Functional reactive programming adoption is not something caused by the state of one particular stack; as it is also being adopted by game engines, big data analysis tools, development environments like web notebooks, etc. People throughout the industry are seeing the value and are simplifying their tools thanks to the paradigm.

> Functional programming claims to have abstractions that make the latter more simple than imperative programming, which may or may not be true.

Look, I get it, I really do. You don't see the possibilities of the functional paradigm and don't know how and where to use it effectively, so you keep criticizing the small part of it you do understand. I've been there, done that (though it was a long time ago).

With that attitude you can stay comfortably in a corner and be impervious to the changes the industry is undergoing, and miss out on a really cool programming style out of prejudice. Or you can accept the intellectual challenge (which it certainly is, especially for someone who has spent his entire career with a single style), and know concepts that those who learn them agree that they improve their programming even if they do not adopt them 100% for their work.

It's up to you. I don't gain anything with this, so I will not try to convince you of it.


>> Functional programming that introduces or models state requires more abstraction, and then complexity.

> I'm pretty sure I've said exactly that. Good thing we agree on it.

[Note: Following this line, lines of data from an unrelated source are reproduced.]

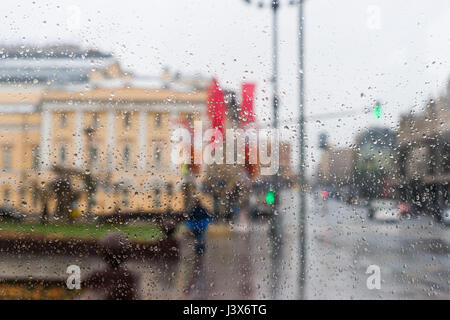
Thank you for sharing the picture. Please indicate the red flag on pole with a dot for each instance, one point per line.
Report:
(247, 112)
(248, 120)
(216, 108)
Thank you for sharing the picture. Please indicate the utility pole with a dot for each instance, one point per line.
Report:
(302, 184)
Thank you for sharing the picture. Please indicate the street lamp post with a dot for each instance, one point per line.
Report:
(275, 232)
(302, 184)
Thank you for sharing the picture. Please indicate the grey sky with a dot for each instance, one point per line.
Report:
(402, 59)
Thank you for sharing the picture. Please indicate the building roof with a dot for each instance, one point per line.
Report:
(51, 65)
(126, 94)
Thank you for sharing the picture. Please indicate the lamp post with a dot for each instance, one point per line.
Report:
(275, 4)
(301, 176)
(275, 230)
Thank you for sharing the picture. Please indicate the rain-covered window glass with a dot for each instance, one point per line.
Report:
(239, 149)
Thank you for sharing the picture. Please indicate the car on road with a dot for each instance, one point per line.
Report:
(384, 210)
(445, 216)
(9, 213)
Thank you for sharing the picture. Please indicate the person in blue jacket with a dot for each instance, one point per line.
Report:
(198, 221)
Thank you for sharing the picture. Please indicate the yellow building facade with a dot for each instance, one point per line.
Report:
(120, 137)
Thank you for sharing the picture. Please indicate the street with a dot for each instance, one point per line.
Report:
(413, 256)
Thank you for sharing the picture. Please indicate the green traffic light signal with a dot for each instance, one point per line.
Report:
(377, 111)
(270, 197)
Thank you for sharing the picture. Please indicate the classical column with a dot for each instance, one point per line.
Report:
(78, 139)
(110, 139)
(46, 139)
(142, 140)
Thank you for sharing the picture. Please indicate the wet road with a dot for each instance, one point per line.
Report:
(413, 257)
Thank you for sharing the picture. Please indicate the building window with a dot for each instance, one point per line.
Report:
(190, 120)
(158, 120)
(62, 155)
(93, 155)
(126, 155)
(127, 120)
(95, 121)
(35, 158)
(446, 158)
(7, 158)
(157, 154)
(157, 201)
(62, 120)
(6, 194)
(35, 196)
(125, 198)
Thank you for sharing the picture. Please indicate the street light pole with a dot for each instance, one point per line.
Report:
(276, 223)
(302, 184)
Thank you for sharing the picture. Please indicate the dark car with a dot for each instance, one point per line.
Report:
(9, 213)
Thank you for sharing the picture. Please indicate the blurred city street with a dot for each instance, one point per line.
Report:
(413, 256)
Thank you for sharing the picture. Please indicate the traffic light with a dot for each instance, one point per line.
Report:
(377, 110)
(270, 197)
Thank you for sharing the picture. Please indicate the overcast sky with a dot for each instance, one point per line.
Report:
(357, 51)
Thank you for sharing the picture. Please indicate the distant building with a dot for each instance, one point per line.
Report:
(375, 162)
(424, 154)
(63, 109)
(336, 167)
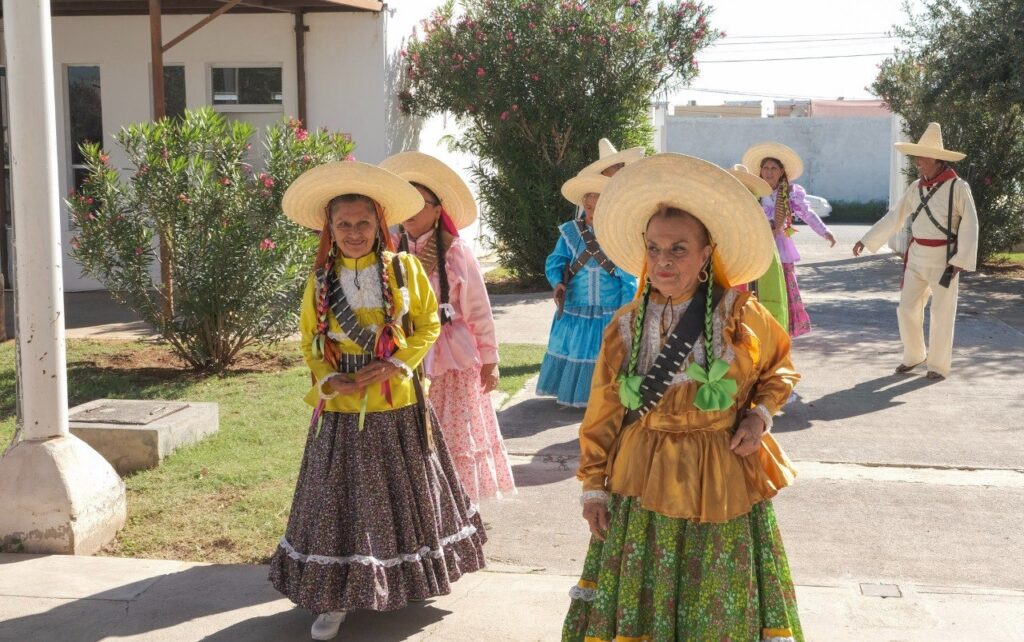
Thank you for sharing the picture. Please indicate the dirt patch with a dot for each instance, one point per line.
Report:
(161, 358)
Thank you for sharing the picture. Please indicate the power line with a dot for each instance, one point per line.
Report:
(862, 33)
(805, 57)
(801, 41)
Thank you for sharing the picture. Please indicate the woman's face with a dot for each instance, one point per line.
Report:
(354, 227)
(589, 205)
(676, 253)
(927, 168)
(426, 218)
(772, 172)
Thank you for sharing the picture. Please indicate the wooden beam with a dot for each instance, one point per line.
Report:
(156, 38)
(203, 23)
(300, 63)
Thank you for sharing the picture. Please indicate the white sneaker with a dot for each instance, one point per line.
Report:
(327, 626)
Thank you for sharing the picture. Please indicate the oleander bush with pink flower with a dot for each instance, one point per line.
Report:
(536, 84)
(198, 191)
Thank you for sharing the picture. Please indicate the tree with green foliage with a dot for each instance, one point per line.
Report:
(536, 84)
(962, 65)
(239, 265)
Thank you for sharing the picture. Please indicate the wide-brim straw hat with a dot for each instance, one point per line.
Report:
(930, 145)
(757, 185)
(306, 199)
(437, 177)
(791, 161)
(736, 223)
(608, 156)
(580, 185)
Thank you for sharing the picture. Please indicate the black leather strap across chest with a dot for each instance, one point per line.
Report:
(676, 350)
(591, 251)
(364, 337)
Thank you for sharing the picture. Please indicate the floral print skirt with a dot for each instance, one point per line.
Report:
(377, 519)
(467, 418)
(658, 579)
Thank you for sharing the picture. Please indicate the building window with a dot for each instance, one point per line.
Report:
(84, 115)
(174, 90)
(247, 85)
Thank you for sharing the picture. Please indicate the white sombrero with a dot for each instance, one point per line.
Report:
(306, 199)
(735, 221)
(930, 145)
(757, 185)
(791, 161)
(608, 156)
(580, 185)
(437, 177)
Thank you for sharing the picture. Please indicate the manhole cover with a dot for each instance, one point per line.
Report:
(126, 412)
(881, 590)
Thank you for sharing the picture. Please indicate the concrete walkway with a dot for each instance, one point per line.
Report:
(904, 523)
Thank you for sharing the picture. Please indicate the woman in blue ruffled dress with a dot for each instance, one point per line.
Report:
(588, 288)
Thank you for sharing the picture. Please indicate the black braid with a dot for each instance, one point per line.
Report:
(441, 273)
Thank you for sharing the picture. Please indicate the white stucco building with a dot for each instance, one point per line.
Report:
(245, 62)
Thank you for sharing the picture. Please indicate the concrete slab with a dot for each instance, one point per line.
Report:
(135, 435)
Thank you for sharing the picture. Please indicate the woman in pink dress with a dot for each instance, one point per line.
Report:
(779, 166)
(462, 366)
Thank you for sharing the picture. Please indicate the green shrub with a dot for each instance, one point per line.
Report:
(536, 84)
(238, 264)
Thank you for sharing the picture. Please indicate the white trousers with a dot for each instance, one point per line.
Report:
(919, 284)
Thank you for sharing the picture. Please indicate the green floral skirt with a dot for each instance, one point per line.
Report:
(658, 579)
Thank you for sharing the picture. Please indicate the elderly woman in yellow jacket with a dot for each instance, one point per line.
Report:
(677, 463)
(379, 517)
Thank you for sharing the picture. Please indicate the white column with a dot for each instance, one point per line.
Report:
(56, 494)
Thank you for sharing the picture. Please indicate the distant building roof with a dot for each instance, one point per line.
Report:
(849, 109)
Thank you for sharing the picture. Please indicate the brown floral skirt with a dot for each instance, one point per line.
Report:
(377, 520)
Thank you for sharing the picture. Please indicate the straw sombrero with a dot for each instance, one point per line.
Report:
(757, 185)
(930, 145)
(442, 180)
(608, 156)
(736, 223)
(580, 185)
(792, 162)
(305, 200)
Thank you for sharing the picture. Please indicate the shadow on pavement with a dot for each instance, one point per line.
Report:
(863, 398)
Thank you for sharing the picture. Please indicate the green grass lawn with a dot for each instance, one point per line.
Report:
(225, 499)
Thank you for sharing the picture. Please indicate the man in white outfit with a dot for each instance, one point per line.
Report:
(944, 242)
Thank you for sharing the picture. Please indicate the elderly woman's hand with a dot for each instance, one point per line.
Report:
(376, 372)
(747, 439)
(596, 514)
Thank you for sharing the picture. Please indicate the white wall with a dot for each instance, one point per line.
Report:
(845, 159)
(344, 76)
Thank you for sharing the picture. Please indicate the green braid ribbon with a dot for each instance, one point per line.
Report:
(716, 392)
(629, 390)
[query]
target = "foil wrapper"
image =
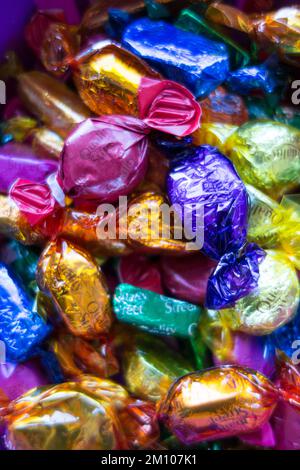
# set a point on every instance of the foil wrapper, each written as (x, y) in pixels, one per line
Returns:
(73, 280)
(51, 102)
(205, 186)
(266, 154)
(275, 301)
(199, 63)
(21, 329)
(217, 403)
(155, 313)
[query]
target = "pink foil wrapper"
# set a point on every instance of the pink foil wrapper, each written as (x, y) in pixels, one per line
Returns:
(186, 278)
(17, 379)
(20, 161)
(104, 158)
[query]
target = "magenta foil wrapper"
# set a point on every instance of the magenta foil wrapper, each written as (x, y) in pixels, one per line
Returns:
(20, 161)
(186, 278)
(17, 379)
(254, 352)
(104, 158)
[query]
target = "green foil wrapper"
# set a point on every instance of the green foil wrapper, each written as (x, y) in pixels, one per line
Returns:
(155, 313)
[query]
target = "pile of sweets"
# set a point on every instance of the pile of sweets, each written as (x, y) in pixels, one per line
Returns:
(150, 229)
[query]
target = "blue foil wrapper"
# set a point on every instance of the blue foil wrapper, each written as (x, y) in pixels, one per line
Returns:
(199, 63)
(287, 338)
(212, 199)
(21, 329)
(235, 277)
(248, 79)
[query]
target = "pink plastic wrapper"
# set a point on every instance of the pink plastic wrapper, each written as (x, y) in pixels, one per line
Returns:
(16, 379)
(20, 161)
(140, 271)
(186, 278)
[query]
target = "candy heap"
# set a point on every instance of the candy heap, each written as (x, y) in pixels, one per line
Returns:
(150, 230)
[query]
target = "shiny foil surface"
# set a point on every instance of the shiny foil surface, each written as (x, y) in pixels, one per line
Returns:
(77, 287)
(89, 414)
(21, 329)
(51, 101)
(155, 313)
(150, 367)
(213, 198)
(108, 79)
(199, 63)
(266, 154)
(217, 403)
(275, 301)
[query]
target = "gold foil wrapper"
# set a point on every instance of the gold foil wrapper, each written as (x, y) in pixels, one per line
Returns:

I strongly disagree with the complexity part of this statement. Yes, FP is in many ways "more abstract", but so is natural human thought. More abstraction is not the same as more complexity (except when the abstractions are inappropriate in a given situation), does not lead to more complexity, and the FP approach to state is objectively simpler in most* real-life scenarios.

[*] as always, exceptions do apply.


I don't believe in zero cost abstractions. All abstractions have a cost of being understood and implemented. x = x + 1 is simpler than world = worldupdate(world(increment(x)).


Abstractions exist in our brains. They are costly when they are unfamiliar (requiring learning) or when they are inappropriate (the product of incompetence and causing pain for everyone). Sometimes they are exactly as costly as they should be, reflecting the inherent and essential complexity of the problem, which is ideal. Inappropriate can mean either “too little” or “not enough”… but more accurately, it just means “the wrong abstraction”. Making everything a class, or treating everything like a Turing tape, is also creating mountains of almost-certainly inappropriate abstractions, in most (but not all) cases.

This is very handwavy, because i’m speaking in very general terms. But for a single, narrow, non-general, concrete example, just look at the ORM impedence mismatch problem with OOP languages. AFAIK, after 40-some years it’s still unsolved. I don’t believe FP suffers from this specific problem (again, just to give a concrete and non-handwavy example), because FP is very analogous to relational programming (functions are a special case of relations).

This shouldn’t be so controversial and should be very intuitive to anyone who spends a bit of time thinking about it. A function is fundamentally a simpler building block than a class. It’s more atomic.


I don't believe an ORM is a zero cost abstraction either. Or most of OOP.

The cost of implementing everything as a function is when one has to contend with the fundamental machine architecture not dealing with everything as a function. This often leads to one of the highest cost abstractions out there, the Monad.


There is no reason to use state at all here, let alone the state of the world. In FP you just do:

    x + 1
Moreover, this example is totally meaningless, because it doesn't feature anything that is different about FP and the imperative style at all.


y = x + 1 is not dealing with state. Supposing there was a desire to have x = x + 1, the simple way of doing this is x = x + 1, and the complicated way is to do world = Increment(x, world).